As we cycled out of Ururo we hit a sequence of these blockades but brazenly pushed past them, hoping that, as cyclists, we’d be immune to any violent outbursts. The banner clutching crowds had used upturned bicycles, rocks and pieces of wood to close the roads, on some routes they had even drilled up the tarmac and piled up the fractured asphalt and soil to stop traffic. People jeered. I asked a woman what it was all about and she launched into a tirade.

“We are doctors and nurses! We work eight hours a day for nothing! No money! No money! Nothing!”

I wished the protester “mucho suerte” and continued on. On Highway One, the main artery to La Paz, instead of the usual heavy traffic there was a swarm of jostling pedestrians. Grim, downtrodden faces watched us ride past and the scene made me think of an exodus of refugees departing a war torn city. The burnt metal remains of something scarred the tarmac, maybe a motorbike. Up ahead there was a larger mob and I became nervous, but as we wheeled our bikes through the hoard a ripple of applause built and cheering began, we sheepishly said thank you and smiled our appreciation. A few kilometres later a group of young soldiers, wearing even bleaker expressions than the protesters, stood vigil, rifles in hand. I gave them the same enthusiastic and over the top smile and wave I reserve for all men with guns and kept cycling. We had been warned that Highway One was busy and potentially a bit dangerous for cyclists but with the blockades in place we had the road almost all to ourselves.

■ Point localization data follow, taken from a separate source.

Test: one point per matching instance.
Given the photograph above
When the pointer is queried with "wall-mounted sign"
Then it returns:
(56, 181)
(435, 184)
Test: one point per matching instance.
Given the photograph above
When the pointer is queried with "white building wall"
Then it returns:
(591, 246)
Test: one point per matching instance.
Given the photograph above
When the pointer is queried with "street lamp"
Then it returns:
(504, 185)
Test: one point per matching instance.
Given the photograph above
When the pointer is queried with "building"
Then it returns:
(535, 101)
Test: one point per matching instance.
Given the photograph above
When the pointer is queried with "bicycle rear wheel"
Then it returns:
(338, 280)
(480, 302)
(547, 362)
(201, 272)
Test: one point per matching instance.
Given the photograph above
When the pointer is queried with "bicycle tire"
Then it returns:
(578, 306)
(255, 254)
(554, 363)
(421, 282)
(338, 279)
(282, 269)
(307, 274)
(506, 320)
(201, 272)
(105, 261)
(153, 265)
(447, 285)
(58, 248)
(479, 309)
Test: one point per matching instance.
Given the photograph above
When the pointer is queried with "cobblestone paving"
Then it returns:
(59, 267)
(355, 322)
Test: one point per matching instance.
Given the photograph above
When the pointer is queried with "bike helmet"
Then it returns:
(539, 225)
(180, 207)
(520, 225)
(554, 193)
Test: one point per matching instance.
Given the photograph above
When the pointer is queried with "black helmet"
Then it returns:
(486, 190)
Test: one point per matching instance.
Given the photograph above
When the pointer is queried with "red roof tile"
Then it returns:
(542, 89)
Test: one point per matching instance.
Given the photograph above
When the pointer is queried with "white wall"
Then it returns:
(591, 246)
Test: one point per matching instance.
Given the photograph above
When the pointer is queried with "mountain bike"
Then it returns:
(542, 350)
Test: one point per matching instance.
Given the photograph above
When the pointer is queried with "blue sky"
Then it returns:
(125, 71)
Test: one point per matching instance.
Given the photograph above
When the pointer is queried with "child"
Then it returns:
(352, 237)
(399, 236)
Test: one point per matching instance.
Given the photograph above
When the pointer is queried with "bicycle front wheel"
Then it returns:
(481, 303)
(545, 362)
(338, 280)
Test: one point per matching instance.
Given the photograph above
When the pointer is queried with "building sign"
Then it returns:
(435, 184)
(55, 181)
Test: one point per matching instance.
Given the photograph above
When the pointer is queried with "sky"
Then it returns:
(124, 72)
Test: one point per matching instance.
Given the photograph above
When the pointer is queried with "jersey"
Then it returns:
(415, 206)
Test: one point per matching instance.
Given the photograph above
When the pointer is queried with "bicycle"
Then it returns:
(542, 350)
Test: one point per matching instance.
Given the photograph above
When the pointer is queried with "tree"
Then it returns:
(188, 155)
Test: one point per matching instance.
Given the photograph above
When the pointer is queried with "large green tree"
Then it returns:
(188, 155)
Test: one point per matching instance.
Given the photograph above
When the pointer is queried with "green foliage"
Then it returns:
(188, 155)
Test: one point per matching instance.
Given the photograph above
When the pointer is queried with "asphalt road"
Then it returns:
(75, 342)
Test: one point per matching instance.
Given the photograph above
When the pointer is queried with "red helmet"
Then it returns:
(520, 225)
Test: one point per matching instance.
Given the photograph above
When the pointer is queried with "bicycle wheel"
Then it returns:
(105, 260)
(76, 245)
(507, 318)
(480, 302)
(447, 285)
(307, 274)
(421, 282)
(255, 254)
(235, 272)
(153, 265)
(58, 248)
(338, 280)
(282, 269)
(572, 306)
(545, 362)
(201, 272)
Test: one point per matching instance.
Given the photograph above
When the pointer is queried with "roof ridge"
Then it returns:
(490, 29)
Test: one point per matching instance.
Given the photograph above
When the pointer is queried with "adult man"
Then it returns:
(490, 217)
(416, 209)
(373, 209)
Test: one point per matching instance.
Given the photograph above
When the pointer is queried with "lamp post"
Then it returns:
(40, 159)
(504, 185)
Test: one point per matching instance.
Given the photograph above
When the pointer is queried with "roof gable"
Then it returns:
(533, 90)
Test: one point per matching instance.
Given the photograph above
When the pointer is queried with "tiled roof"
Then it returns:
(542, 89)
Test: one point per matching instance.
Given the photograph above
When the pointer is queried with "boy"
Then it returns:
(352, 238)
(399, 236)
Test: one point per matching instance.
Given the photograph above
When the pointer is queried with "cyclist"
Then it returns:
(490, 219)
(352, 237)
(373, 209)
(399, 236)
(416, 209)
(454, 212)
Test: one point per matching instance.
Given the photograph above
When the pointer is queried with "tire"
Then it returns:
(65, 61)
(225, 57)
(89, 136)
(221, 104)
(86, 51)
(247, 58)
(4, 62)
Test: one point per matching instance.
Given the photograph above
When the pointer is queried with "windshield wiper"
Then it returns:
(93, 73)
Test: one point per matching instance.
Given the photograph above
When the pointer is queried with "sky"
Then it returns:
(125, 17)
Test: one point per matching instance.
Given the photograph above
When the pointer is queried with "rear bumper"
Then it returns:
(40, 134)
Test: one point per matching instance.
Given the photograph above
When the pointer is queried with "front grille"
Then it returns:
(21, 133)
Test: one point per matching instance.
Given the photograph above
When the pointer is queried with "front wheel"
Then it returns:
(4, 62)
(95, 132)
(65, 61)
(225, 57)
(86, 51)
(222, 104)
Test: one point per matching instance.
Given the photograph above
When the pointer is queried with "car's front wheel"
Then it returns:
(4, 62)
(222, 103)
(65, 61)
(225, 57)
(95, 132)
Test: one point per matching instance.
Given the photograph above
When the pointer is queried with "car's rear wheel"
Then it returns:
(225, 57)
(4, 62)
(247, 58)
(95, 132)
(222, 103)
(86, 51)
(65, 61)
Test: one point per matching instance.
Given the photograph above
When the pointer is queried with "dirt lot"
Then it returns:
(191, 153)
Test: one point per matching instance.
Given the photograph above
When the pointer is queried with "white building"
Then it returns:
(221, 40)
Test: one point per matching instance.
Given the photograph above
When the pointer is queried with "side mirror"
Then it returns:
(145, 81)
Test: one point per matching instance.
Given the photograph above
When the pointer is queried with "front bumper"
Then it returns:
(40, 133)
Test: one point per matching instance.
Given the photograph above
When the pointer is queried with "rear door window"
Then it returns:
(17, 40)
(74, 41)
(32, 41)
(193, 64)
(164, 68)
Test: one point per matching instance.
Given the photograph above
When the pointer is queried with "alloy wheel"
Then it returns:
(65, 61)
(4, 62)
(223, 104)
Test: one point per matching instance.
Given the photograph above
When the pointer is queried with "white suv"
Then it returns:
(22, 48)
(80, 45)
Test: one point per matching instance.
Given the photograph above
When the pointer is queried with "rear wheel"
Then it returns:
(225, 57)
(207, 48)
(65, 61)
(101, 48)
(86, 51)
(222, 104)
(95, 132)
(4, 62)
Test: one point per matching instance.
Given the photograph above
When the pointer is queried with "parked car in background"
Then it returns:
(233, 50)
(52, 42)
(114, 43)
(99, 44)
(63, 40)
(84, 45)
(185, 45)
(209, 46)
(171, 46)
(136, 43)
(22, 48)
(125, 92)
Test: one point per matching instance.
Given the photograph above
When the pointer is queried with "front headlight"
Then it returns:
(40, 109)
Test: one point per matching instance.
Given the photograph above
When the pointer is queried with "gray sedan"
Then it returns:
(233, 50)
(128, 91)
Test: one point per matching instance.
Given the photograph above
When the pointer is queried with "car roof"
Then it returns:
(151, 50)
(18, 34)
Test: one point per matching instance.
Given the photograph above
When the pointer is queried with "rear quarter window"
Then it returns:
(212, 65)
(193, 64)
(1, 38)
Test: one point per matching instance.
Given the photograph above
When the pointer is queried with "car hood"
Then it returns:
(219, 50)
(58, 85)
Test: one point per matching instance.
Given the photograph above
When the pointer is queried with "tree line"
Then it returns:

Finally – La Paz, which can boast perhaps the most dramatic entrance to any city in the world. As we cycled through the slum district of El Alto, suddenly to our right, La Paz jumped out of the trees. Loose folds of city were awkwardly sprawled over the sides of several mountains. The shiny tin roofs of the houses glinted in the midday sun and we freewheeled into the mayhem of another enticing and animated South American city.

La Paz
After a 17 day ride with only one day off, La Paz was a welcome break, and because one day it would be nice to father children, I decided to take a whole week off Bolivia’s bumpy roads. Next I ride past Lake Titicaca and to Cusco in Peru to catch up with Tom, an old friend from my time in Liverpool, before visiting the famous Inca ruins at Machu Picchu and then rattling through the rest of Peru.